The research laboratory is active in the field of the design of application-specific integrated circuits (ASIC) in the most modern CMOS processes at the nanoscale (today down to 28nm bulk and 22nm fully depleted SOI CMOS processes). Such technology nodes enable today digital signal processing at superior speeds, lower consumption and area occupation, but, at the same time, tend to degrade the analog block performances, such as gain, matching or noise. The full integration of high-performance electronic systems in silicon, such as those used in high-efficiency high-frequency power conversion or those used in wireless systems at radio frequency (RF) and millimeter-wave (mmW) frequencies (such as 5G wireless), and in high-spatial-resolution radar systems for autonomous vehicles, require a paradigm change in design, such that digital signal processing becomes serviceable to each analog block to improve efficiently its performances, compensating environmental variations in real time.

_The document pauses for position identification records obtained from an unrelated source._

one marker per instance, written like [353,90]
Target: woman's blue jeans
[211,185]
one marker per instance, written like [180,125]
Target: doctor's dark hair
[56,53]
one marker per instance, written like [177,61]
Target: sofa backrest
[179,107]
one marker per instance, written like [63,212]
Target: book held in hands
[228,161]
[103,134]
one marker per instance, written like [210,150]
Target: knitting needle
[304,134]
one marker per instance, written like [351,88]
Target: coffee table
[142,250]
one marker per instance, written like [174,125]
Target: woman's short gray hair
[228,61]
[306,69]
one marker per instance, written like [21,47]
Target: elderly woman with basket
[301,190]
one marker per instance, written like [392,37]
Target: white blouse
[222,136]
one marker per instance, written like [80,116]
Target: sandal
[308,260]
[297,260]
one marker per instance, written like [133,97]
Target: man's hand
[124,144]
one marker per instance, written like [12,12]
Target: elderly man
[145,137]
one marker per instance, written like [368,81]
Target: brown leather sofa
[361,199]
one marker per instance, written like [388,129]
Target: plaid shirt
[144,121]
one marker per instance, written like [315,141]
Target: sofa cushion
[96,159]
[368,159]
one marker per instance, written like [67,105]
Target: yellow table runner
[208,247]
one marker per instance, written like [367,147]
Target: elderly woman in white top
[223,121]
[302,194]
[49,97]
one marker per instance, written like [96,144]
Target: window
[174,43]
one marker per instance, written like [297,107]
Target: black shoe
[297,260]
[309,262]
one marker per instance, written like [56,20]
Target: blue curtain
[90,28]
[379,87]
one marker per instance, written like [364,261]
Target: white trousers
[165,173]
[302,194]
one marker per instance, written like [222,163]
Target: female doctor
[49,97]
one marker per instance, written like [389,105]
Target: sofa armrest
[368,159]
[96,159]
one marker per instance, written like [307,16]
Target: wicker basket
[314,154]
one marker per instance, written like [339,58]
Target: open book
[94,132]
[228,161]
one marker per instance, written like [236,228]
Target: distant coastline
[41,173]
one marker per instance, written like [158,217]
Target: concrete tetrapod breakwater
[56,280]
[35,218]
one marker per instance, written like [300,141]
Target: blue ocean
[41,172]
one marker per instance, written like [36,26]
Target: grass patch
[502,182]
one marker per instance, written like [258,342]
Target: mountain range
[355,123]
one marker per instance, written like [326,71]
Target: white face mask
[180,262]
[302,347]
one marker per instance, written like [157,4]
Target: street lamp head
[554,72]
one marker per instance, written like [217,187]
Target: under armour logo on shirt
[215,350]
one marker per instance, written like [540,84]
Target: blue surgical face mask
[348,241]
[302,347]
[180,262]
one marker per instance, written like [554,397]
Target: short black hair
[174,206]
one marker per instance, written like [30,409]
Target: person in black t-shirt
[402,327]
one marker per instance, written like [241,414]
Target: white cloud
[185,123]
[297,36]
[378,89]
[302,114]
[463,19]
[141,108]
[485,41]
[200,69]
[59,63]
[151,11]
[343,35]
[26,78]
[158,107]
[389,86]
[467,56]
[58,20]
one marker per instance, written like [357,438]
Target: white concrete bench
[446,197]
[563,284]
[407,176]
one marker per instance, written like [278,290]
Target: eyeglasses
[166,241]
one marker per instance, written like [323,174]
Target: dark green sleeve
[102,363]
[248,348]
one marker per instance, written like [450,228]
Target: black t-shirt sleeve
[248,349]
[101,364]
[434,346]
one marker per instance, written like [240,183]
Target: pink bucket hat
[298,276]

This new approach allows to increase scalability and energy efficiency of modern CMOS integrated systems and has applications in different domains.
Scientific collaborations on those topics are already active with other universities and research centres (Intel Labs, IMEC), as well as joint-research efforts with semiconductor companies such as Infineon Technologies, STMicroelectronics.
The lab makes use of last-generation servers and workstation, and professional CAD tools to design analog, mixed signal and digital circuit and systems (Cadence®, Mentor® and Synopsys® design flow) and millimeter-wave passives (Keysight®, Ansoft®, and Integrand® simulators), as well as equipment for measurements from DC to radio-frequency and millimeter-wave frequencies (Spectrum and Vector Signal Analyser up to 44GHz and 1GHz demodulation bandwidth, Signal Generators up to 6GHz with programmable modulations, Network Analyser fino a 40GHz, Oscilloscopes, Low-noise Power Supplies).